Home prices in New York are now 13% below the 2006 peak, however San Francisco is just the opposite with home prices reaching 15% above the 2006 peak, according to Fitch Ratings latest quarterly U.S. sustainable home price report.

The similarities are obvious: large metropolitan areas near to the coast with limited ability to add new housing inventory, according to the report. What, then, is causing the markets in these cities to be so different?

The answer actually is not the housing market at all, but rather, income growth. After hitting rock bottom in the housing crisis, San Francisco’s income grew at a much more rapid rate than New York’s.

“San Francisco’s growth has roughly doubled that of New York’s in recent years,” said Fitch Director Samuel So.

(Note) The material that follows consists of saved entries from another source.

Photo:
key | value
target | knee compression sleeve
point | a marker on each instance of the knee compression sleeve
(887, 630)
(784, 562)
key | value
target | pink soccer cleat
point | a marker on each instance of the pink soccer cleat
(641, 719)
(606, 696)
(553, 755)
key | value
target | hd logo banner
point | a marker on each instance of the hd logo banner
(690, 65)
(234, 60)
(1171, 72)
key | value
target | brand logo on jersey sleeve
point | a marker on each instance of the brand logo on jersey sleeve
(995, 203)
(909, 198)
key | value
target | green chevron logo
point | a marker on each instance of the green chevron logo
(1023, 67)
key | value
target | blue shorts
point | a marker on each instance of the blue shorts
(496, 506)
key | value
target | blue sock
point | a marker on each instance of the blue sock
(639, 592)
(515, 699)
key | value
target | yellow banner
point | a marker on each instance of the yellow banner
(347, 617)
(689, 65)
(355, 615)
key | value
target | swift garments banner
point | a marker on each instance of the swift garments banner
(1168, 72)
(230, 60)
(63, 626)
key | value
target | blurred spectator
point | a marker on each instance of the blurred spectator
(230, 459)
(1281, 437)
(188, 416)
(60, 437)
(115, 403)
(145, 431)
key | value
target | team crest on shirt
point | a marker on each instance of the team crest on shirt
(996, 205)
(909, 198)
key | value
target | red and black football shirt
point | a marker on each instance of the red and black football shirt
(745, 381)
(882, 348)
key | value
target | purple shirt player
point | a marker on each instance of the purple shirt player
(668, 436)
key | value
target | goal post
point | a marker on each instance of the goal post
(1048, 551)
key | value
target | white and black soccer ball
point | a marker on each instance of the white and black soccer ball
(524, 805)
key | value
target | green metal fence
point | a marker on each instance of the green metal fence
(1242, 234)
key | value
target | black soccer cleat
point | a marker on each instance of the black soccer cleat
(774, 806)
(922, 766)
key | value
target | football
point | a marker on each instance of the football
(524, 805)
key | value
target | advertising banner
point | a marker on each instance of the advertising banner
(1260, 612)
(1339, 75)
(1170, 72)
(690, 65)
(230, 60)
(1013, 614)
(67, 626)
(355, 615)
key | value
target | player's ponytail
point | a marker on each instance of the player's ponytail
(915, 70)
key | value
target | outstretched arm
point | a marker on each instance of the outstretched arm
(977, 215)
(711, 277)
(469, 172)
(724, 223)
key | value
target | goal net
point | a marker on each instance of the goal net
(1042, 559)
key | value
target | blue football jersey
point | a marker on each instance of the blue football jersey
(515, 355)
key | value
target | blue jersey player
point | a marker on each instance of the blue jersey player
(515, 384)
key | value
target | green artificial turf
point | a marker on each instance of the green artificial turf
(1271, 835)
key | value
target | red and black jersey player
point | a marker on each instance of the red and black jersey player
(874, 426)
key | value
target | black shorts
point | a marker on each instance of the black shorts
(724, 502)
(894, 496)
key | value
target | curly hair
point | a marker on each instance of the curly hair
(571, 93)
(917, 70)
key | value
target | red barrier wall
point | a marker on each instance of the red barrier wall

Since hitting their lows, San Francisco’s income increased by 21% whereas New York’s increased by 11%.

Another difference in the two cities is the post-crisis distressed inventory, according to the report. Whereas in San Francisco inventory increased rapidly from 2007 to 2010 before returning to pre-crisis levels in 2014, New York’s distressed inventory remains high. In fact, distressed inventory in New York is about three times higher than it was in 2007, with no hope of relief until well into 2018.

The main cause for this difference is the foreclosure laws in each state, according to the report.

“In California, foreclosure sales can be initiated without having to file a lawsuit or go to court, actions which are required in New York,” So said.